Before stem cells, she weighed only 87 pounds and relied on a feeding tube for nutrition.   "Sarah had severe sepsis that required ICU for weeks and weeks, three times she suffered that, she had non-stop blood clots, a pulmonary embolism, that required ICU.  She was in the pediatric units most of her life, she was always getting Baker's cysts in the back of her knees, and non-stop spinal leaks.  Fluid out of her spinal cord would come out, and doctors tell me that's the worst pain on earth," describes her mother, Fiona. 

Sarah relied on dozens of medications to keep her alive, including chemotherapy, and was at high-risk of losing her eyesight.  "When Sarah was going through this, going blind was the least of our concerns, we just wanted to keep Sarah alive," exclaims Fiona.  They did!
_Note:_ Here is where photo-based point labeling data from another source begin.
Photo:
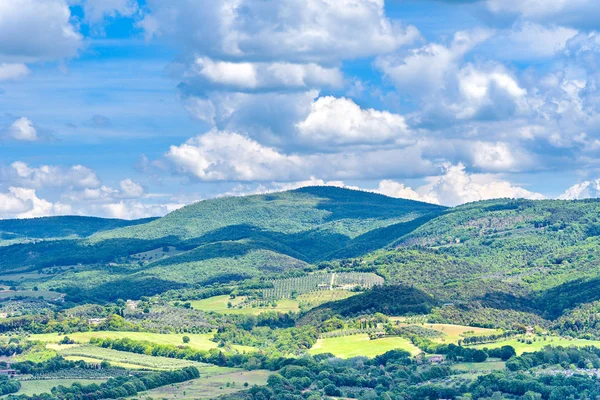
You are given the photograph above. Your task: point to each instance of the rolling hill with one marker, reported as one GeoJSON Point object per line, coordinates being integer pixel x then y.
{"type": "Point", "coordinates": [506, 257]}
{"type": "Point", "coordinates": [223, 240]}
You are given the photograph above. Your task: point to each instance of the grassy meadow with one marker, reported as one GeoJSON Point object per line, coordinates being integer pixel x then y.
{"type": "Point", "coordinates": [209, 387]}
{"type": "Point", "coordinates": [521, 348]}
{"type": "Point", "coordinates": [199, 341]}
{"type": "Point", "coordinates": [361, 345]}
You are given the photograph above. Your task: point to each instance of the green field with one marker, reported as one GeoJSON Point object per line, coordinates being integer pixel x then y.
{"type": "Point", "coordinates": [521, 348]}
{"type": "Point", "coordinates": [200, 341]}
{"type": "Point", "coordinates": [132, 360]}
{"type": "Point", "coordinates": [219, 304]}
{"type": "Point", "coordinates": [479, 368]}
{"type": "Point", "coordinates": [31, 388]}
{"type": "Point", "coordinates": [306, 301]}
{"type": "Point", "coordinates": [46, 294]}
{"type": "Point", "coordinates": [208, 388]}
{"type": "Point", "coordinates": [361, 345]}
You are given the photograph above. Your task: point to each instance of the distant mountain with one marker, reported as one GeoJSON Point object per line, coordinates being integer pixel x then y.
{"type": "Point", "coordinates": [226, 239]}
{"type": "Point", "coordinates": [346, 212]}
{"type": "Point", "coordinates": [529, 256]}
{"type": "Point", "coordinates": [60, 227]}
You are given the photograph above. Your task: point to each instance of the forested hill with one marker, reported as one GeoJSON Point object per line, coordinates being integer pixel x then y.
{"type": "Point", "coordinates": [535, 257]}
{"type": "Point", "coordinates": [60, 227]}
{"type": "Point", "coordinates": [341, 211]}
{"type": "Point", "coordinates": [223, 240]}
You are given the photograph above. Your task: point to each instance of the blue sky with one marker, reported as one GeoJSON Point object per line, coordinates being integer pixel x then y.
{"type": "Point", "coordinates": [125, 108]}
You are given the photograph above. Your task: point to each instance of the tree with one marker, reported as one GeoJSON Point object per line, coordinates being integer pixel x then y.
{"type": "Point", "coordinates": [332, 390]}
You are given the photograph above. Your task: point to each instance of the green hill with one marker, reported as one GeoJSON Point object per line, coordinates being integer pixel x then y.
{"type": "Point", "coordinates": [536, 257]}
{"type": "Point", "coordinates": [225, 239]}
{"type": "Point", "coordinates": [60, 227]}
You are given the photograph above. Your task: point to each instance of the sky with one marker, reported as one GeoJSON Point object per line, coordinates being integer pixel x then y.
{"type": "Point", "coordinates": [134, 108]}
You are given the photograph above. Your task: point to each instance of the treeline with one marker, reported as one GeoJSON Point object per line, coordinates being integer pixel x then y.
{"type": "Point", "coordinates": [52, 365]}
{"type": "Point", "coordinates": [218, 357]}
{"type": "Point", "coordinates": [116, 388]}
{"type": "Point", "coordinates": [390, 300]}
{"type": "Point", "coordinates": [395, 375]}
{"type": "Point", "coordinates": [272, 341]}
{"type": "Point", "coordinates": [583, 357]}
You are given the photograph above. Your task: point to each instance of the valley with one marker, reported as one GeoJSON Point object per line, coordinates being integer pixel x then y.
{"type": "Point", "coordinates": [314, 292]}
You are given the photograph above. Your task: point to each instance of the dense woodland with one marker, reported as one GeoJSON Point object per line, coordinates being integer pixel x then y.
{"type": "Point", "coordinates": [267, 279]}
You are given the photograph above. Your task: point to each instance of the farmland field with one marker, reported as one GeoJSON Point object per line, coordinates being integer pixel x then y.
{"type": "Point", "coordinates": [219, 304]}
{"type": "Point", "coordinates": [521, 348]}
{"type": "Point", "coordinates": [306, 301]}
{"type": "Point", "coordinates": [133, 360]}
{"type": "Point", "coordinates": [209, 388]}
{"type": "Point", "coordinates": [480, 368]}
{"type": "Point", "coordinates": [361, 345]}
{"type": "Point", "coordinates": [34, 387]}
{"type": "Point", "coordinates": [199, 341]}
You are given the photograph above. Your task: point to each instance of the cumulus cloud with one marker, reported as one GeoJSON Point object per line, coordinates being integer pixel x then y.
{"type": "Point", "coordinates": [292, 30]}
{"type": "Point", "coordinates": [340, 121]}
{"type": "Point", "coordinates": [230, 156]}
{"type": "Point", "coordinates": [37, 30]}
{"type": "Point", "coordinates": [490, 93]}
{"type": "Point", "coordinates": [96, 11]}
{"type": "Point", "coordinates": [252, 76]}
{"type": "Point", "coordinates": [12, 71]}
{"type": "Point", "coordinates": [23, 129]}
{"type": "Point", "coordinates": [134, 209]}
{"type": "Point", "coordinates": [426, 69]}
{"type": "Point", "coordinates": [526, 40]}
{"type": "Point", "coordinates": [456, 187]}
{"type": "Point", "coordinates": [48, 176]}
{"type": "Point", "coordinates": [583, 190]}
{"type": "Point", "coordinates": [131, 189]}
{"type": "Point", "coordinates": [24, 203]}
{"type": "Point", "coordinates": [267, 117]}
{"type": "Point", "coordinates": [581, 14]}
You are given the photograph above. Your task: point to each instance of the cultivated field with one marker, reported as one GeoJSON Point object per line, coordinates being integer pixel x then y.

Sarah had fat cells extracted from her own body at Celltex in Houston.

Experts at the facility stimulated her cells to help heal other cells in her body. Then, she had to travel out of the country, to Mexico, to have them injected.  She's had to go back six times for the procedure.  Not many patients can physically or financially afford this, which is why Sarah is trying to help change the strict laws that surround it. 
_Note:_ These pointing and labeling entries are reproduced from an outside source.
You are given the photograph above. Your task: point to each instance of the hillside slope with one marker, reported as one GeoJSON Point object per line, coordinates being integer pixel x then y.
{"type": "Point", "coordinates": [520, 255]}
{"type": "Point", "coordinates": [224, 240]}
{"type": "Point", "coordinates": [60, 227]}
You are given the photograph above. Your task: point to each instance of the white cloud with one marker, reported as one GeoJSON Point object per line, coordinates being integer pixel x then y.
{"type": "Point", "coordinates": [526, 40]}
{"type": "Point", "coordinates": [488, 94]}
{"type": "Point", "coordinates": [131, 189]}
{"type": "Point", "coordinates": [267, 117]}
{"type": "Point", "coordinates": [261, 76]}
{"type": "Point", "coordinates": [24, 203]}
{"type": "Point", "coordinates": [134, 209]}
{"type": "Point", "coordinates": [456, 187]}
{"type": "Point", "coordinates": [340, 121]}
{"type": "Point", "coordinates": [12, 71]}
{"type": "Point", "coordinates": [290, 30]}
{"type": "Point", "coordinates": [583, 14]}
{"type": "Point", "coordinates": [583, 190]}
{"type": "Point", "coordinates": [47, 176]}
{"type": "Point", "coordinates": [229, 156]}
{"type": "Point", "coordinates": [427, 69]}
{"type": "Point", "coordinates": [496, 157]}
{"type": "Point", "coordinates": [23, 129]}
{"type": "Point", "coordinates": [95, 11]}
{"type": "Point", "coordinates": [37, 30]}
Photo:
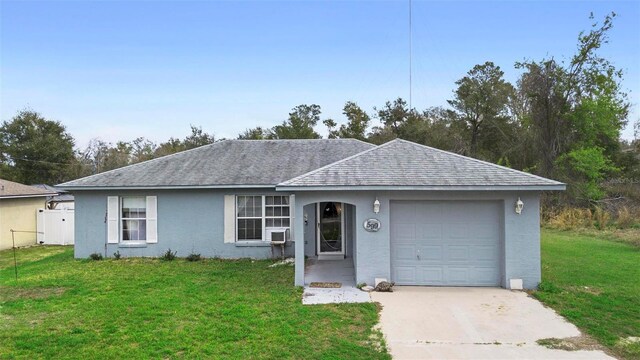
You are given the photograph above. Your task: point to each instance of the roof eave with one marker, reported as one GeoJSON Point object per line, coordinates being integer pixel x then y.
{"type": "Point", "coordinates": [164, 187]}
{"type": "Point", "coordinates": [26, 196]}
{"type": "Point", "coordinates": [541, 187]}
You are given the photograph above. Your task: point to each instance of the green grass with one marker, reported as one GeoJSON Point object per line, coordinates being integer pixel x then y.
{"type": "Point", "coordinates": [147, 308]}
{"type": "Point", "coordinates": [595, 284]}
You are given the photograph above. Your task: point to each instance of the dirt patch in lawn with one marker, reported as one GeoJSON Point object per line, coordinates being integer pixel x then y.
{"type": "Point", "coordinates": [582, 342]}
{"type": "Point", "coordinates": [326, 285]}
{"type": "Point", "coordinates": [9, 293]}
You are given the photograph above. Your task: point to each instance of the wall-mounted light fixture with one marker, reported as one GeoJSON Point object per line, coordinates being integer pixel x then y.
{"type": "Point", "coordinates": [376, 206]}
{"type": "Point", "coordinates": [519, 206]}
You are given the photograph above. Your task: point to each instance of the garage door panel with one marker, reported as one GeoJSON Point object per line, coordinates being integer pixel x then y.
{"type": "Point", "coordinates": [428, 214]}
{"type": "Point", "coordinates": [458, 253]}
{"type": "Point", "coordinates": [458, 275]}
{"type": "Point", "coordinates": [428, 231]}
{"type": "Point", "coordinates": [405, 275]}
{"type": "Point", "coordinates": [456, 231]}
{"type": "Point", "coordinates": [458, 243]}
{"type": "Point", "coordinates": [486, 252]}
{"type": "Point", "coordinates": [432, 275]}
{"type": "Point", "coordinates": [405, 232]}
{"type": "Point", "coordinates": [404, 252]}
{"type": "Point", "coordinates": [485, 231]}
{"type": "Point", "coordinates": [431, 252]}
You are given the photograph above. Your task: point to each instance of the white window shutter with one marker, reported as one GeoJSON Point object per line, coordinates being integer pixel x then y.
{"type": "Point", "coordinates": [113, 210]}
{"type": "Point", "coordinates": [152, 219]}
{"type": "Point", "coordinates": [229, 218]}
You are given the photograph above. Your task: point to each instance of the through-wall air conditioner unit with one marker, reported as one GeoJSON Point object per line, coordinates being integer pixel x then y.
{"type": "Point", "coordinates": [277, 235]}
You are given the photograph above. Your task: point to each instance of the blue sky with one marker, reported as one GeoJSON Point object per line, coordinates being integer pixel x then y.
{"type": "Point", "coordinates": [120, 70]}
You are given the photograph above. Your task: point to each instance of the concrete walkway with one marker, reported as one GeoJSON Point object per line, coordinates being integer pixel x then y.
{"type": "Point", "coordinates": [471, 323]}
{"type": "Point", "coordinates": [332, 271]}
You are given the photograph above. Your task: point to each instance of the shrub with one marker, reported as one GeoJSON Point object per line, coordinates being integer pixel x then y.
{"type": "Point", "coordinates": [571, 218]}
{"type": "Point", "coordinates": [169, 255]}
{"type": "Point", "coordinates": [194, 257]}
{"type": "Point", "coordinates": [549, 287]}
{"type": "Point", "coordinates": [625, 218]}
{"type": "Point", "coordinates": [601, 218]}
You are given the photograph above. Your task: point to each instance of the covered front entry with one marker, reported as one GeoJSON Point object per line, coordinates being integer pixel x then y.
{"type": "Point", "coordinates": [446, 243]}
{"type": "Point", "coordinates": [329, 242]}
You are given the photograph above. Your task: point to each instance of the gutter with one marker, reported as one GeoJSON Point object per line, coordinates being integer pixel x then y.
{"type": "Point", "coordinates": [559, 187]}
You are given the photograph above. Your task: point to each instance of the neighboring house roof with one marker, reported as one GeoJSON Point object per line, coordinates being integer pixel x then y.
{"type": "Point", "coordinates": [401, 164]}
{"type": "Point", "coordinates": [229, 163]}
{"type": "Point", "coordinates": [10, 190]}
{"type": "Point", "coordinates": [63, 196]}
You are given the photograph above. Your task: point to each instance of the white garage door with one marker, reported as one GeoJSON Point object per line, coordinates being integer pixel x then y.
{"type": "Point", "coordinates": [447, 243]}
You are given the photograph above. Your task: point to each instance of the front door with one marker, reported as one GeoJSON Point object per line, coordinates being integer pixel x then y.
{"type": "Point", "coordinates": [330, 228]}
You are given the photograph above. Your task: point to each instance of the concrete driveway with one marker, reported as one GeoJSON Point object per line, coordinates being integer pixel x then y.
{"type": "Point", "coordinates": [472, 323]}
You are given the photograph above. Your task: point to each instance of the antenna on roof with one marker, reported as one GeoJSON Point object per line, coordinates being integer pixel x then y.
{"type": "Point", "coordinates": [410, 57]}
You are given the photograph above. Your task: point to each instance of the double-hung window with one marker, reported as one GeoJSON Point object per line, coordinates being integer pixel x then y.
{"type": "Point", "coordinates": [133, 214]}
{"type": "Point", "coordinates": [249, 215]}
{"type": "Point", "coordinates": [255, 214]}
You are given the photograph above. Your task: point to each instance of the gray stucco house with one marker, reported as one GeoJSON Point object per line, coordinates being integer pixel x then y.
{"type": "Point", "coordinates": [401, 211]}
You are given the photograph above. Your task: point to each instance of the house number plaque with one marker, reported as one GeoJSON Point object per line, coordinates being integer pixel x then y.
{"type": "Point", "coordinates": [372, 225]}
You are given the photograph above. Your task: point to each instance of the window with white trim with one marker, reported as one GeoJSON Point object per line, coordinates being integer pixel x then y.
{"type": "Point", "coordinates": [257, 213]}
{"type": "Point", "coordinates": [133, 216]}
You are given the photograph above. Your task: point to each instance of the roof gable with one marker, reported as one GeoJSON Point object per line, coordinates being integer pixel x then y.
{"type": "Point", "coordinates": [10, 189]}
{"type": "Point", "coordinates": [404, 164]}
{"type": "Point", "coordinates": [229, 163]}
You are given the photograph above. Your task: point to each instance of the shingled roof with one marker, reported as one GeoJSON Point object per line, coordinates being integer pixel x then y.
{"type": "Point", "coordinates": [400, 164]}
{"type": "Point", "coordinates": [229, 163]}
{"type": "Point", "coordinates": [10, 189]}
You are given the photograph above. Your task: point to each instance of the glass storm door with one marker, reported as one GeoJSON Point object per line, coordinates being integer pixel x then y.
{"type": "Point", "coordinates": [330, 229]}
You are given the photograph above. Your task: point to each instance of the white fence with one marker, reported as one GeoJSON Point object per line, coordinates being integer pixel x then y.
{"type": "Point", "coordinates": [55, 227]}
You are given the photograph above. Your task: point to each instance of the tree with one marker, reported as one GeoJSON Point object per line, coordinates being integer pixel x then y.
{"type": "Point", "coordinates": [577, 106]}
{"type": "Point", "coordinates": [34, 149]}
{"type": "Point", "coordinates": [300, 124]}
{"type": "Point", "coordinates": [356, 126]}
{"type": "Point", "coordinates": [393, 114]}
{"type": "Point", "coordinates": [331, 125]}
{"type": "Point", "coordinates": [196, 139]}
{"type": "Point", "coordinates": [481, 100]}
{"type": "Point", "coordinates": [257, 133]}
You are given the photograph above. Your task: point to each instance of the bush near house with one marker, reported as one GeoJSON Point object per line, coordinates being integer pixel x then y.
{"type": "Point", "coordinates": [148, 308]}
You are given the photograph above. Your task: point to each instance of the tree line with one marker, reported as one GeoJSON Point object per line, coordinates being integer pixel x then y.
{"type": "Point", "coordinates": [560, 119]}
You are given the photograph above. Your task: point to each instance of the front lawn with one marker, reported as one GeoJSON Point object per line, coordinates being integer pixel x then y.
{"type": "Point", "coordinates": [595, 284]}
{"type": "Point", "coordinates": [147, 308]}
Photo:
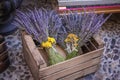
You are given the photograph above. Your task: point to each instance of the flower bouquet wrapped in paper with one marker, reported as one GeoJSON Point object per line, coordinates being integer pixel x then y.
{"type": "Point", "coordinates": [44, 26]}
{"type": "Point", "coordinates": [77, 29]}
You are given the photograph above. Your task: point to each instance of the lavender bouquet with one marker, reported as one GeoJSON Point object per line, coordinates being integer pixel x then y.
{"type": "Point", "coordinates": [44, 26]}
{"type": "Point", "coordinates": [78, 29]}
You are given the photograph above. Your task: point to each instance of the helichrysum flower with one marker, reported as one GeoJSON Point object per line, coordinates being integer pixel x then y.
{"type": "Point", "coordinates": [52, 40]}
{"type": "Point", "coordinates": [46, 44]}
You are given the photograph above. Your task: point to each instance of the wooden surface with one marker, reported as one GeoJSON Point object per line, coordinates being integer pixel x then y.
{"type": "Point", "coordinates": [70, 63]}
{"type": "Point", "coordinates": [62, 70]}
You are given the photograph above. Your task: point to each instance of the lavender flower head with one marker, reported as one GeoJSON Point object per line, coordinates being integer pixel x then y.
{"type": "Point", "coordinates": [39, 23]}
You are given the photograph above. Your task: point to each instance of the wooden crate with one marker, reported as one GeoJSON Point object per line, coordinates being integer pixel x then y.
{"type": "Point", "coordinates": [67, 70]}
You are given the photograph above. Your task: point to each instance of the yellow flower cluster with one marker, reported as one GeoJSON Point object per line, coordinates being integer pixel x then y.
{"type": "Point", "coordinates": [49, 42]}
{"type": "Point", "coordinates": [72, 38]}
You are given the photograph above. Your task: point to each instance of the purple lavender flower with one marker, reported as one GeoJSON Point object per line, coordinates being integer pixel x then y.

Right now, doctors in the U.S. are allowed to manipulate a few stem cells and inject them immediately back into the patient.  However, when they manipulate them to help build hundreds of millions of cells, for severe cases like Sarah's, it falls under the same strict FDA standards as a prescription drug, which is why the stem cells can't be re-injected in the U.S, at least at this point. 
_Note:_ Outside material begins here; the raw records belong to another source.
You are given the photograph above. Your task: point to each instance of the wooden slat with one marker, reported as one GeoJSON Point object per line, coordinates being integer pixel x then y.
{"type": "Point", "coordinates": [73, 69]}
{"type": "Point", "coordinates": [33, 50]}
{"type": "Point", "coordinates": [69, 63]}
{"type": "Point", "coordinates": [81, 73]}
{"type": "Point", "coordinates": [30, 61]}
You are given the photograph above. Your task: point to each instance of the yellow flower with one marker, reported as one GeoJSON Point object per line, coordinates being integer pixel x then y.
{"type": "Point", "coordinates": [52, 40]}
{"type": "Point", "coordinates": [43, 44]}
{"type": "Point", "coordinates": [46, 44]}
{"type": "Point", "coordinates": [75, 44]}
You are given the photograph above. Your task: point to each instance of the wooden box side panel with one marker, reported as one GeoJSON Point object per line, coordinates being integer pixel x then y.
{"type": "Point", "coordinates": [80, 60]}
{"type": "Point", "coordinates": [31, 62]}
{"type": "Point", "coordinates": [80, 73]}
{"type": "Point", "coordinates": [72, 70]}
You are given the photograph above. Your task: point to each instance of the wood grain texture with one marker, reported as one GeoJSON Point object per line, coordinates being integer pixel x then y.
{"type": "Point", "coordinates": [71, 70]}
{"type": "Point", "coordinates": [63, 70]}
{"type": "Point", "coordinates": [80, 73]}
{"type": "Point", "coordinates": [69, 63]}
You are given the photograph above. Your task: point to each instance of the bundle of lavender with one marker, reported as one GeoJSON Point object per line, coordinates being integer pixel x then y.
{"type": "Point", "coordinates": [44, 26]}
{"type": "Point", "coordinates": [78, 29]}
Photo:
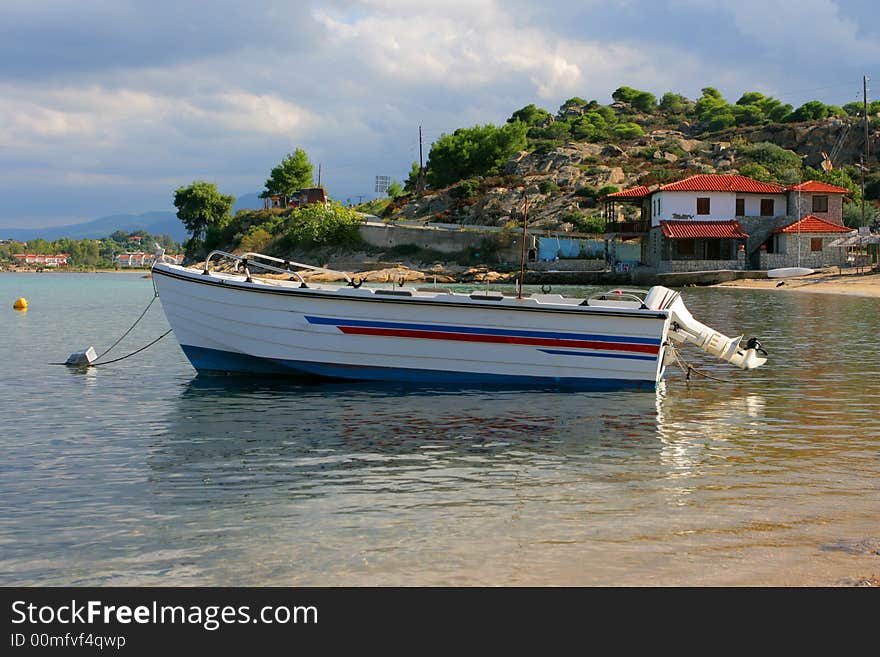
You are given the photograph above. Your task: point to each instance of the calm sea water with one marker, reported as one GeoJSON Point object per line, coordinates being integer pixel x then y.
{"type": "Point", "coordinates": [142, 473]}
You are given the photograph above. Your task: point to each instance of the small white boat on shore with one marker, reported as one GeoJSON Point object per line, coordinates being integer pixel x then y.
{"type": "Point", "coordinates": [229, 321]}
{"type": "Point", "coordinates": [788, 272]}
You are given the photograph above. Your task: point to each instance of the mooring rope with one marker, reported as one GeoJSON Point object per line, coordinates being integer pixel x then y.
{"type": "Point", "coordinates": [687, 368]}
{"type": "Point", "coordinates": [130, 328]}
{"type": "Point", "coordinates": [146, 346]}
{"type": "Point", "coordinates": [122, 337]}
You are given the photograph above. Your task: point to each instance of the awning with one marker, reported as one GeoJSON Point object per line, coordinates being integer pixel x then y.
{"type": "Point", "coordinates": [686, 230]}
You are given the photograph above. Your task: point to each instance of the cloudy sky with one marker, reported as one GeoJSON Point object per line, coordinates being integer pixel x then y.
{"type": "Point", "coordinates": [106, 106]}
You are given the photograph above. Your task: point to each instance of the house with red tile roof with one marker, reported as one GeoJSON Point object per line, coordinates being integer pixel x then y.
{"type": "Point", "coordinates": [803, 243]}
{"type": "Point", "coordinates": [43, 260]}
{"type": "Point", "coordinates": [713, 221]}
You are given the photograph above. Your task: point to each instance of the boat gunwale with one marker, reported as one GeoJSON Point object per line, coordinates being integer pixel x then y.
{"type": "Point", "coordinates": [199, 278]}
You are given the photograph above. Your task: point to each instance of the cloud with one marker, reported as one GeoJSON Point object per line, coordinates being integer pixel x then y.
{"type": "Point", "coordinates": [121, 101]}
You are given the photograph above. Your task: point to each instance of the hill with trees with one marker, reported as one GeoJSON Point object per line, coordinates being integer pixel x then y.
{"type": "Point", "coordinates": [569, 159]}
{"type": "Point", "coordinates": [565, 161]}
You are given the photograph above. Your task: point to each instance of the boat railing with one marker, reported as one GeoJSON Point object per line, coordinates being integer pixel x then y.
{"type": "Point", "coordinates": [254, 259]}
{"type": "Point", "coordinates": [620, 294]}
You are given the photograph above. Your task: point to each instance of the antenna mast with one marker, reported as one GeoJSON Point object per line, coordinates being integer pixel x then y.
{"type": "Point", "coordinates": [522, 260]}
{"type": "Point", "coordinates": [421, 183]}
It was allowed for about eighteen months in the U.S.  "We were surprised to get a phone call from the FDA that they would like her to testify.  She mustered up the courage and I was very, very proud of her," smiles Fiona.

"I told them a third of the U.S. population is chronically ill, a lot of people, and they could benefit from this treatment," explains Sarah.  "She told the entire FDA panel and was very serious about it:  This is the greatest country on earth - why do you make it so difficult for people like me to get better?  Then she said, come on guys - we can do better than this! It was very powerful, saw some of them wipe a tear and they were nodding," says Fiona.

Sarah went from being bed-bound before stem cells to walking three miles a day, riding horses, and working on her farm, alongside her loving mom, after stem cell therapy.  For the first time in her life, Sarah is out of the hospital and making friends.  "I do school work, depending on how that goes, I bake or ride (her horse, Sterling Bridge).  I have a boyfriend now and see him almost everyday," smiles Sarah.  Since she went so long without being able to eat, she has a new love of baking bread and of course enjoy eating her masterpieces!

Sarah's story has recently gotten the attention of local Congressman Pete Olson.  Fiona says he has asked Sarah and her specialist, Dr. Stanley Jones - Chief Medical Officer of Celltex Therapeutics Corporation, to speak in front of the House of Representatives, on behalf of the "21st Century Cures Act".  It has all ready been approved by the Senate and would speed-up the process of approving stem cell therapy for all Americans.and hopefully medical insurance will help pay for it.